Cosa prendiamo, cosa diamo in cambio.

«Diamo l’humus, l’identità di un Mediterraneo da sempre culla di popoli e mare di pace: noi possediamo il sale, provate a pensare alla parola “isola”: “in salum”, “nel sale”, nel mare, nell’acqua, considerando che i latini indicavano mare e sale allo stesso modo, usavano un unico sostantivo; dunque, siamo nell’acqua, pieni di salsedine; i bambini nascono nel liquido amniotico, quelli siciliani nuotano nel liquido salmastro, come a dire che abbiamo nella nostra genetica il sale che ci rende particolarmente “saporiti”: diamo, insomma, questo sapore, una base di salinità importante, attraverso musica, parole, cultura: pensiamo, per esempio, a dove siamo adesso, Taranto, è Magna Grecia, lo stesso la Sicilia».

Dice “Viviamo di melopea”, cioè melodia, greca in questo caso.

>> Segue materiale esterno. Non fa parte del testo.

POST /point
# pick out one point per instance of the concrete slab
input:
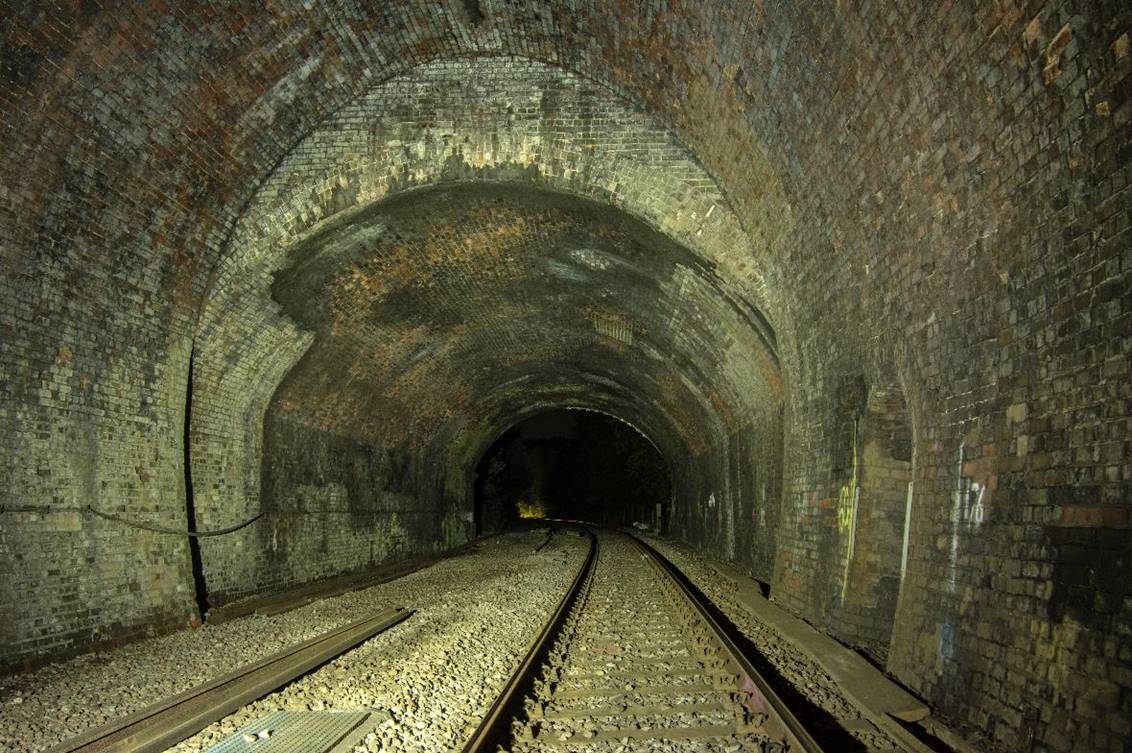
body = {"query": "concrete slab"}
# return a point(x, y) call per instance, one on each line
point(862, 682)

«Viviamo anche nelle stesse parole dei latini, nel “cunto”; nei miei concerti propongo un misto, melopea greca e ictus percussivo latino, fra la tradizione del canto, alla “stisa”, e quella del canto “strofico”; dentro di noi c’è tutta questa letteratura; prendiamo il sapere ritmico dei popoli del Maghreb, la ritmica propria di quei popoli, i riti, l’esorcismo, la purificazione non solo dal morso della taranta, ma dell’uomo che attraverso la musica riesce a trascendere e a diventare altro, talmente di scopre diverso da se stesso. Ecco cosa prendiamo da quei popoli: una ritualità comune nei popoli del Mediterraneo con la quale, loro, quando arrivano da questo lato del mare, ci travolgono».

Lei è uno studioso, da giovane, fra le tante, a proposito degli inizi, si sarà posto una domanda, che risposta si è dato?

«Semplice. Quando si è scoperto tutto e non c’è più altro da scoprire, bisogna tornare indietro, andare alle radici, mi piace citare un ossimoro: “bisogna mettere radici nel futuro”, unico modo per sapere chi eravamo e dove andiamo. E i giovani, che hanno scoperto tutto, per sentirsi moderni, essere rivoluzionari, devono tornare indietro: chi è rivoluzionario ha il tamburello in mano, non più una chitarra elettrica».

Il motivo principale che l’ha spinta alla musica etnica.

«L’ho sentita come una missione: cantare in siciliano per salvare un’identità, ma soprattutto dare dignità a una terra».

Il richiamo più forte?

«Una frase di Ignazio Buttitta, grande poeta e filosofo siciliano: “Un populo diventa poviru e servu, quannu ci arrubbano a lingua addutata di patri: è perso pi sempri… mi n’addugno ora, mentri accordu la chitarra du dialetto ca perdi na corda lu jorno…”. Così la chitarra con cui suono ogni giorno la tengo ben stretta: un popolo che perde l’identità è un popolo cieco, muto e sordo».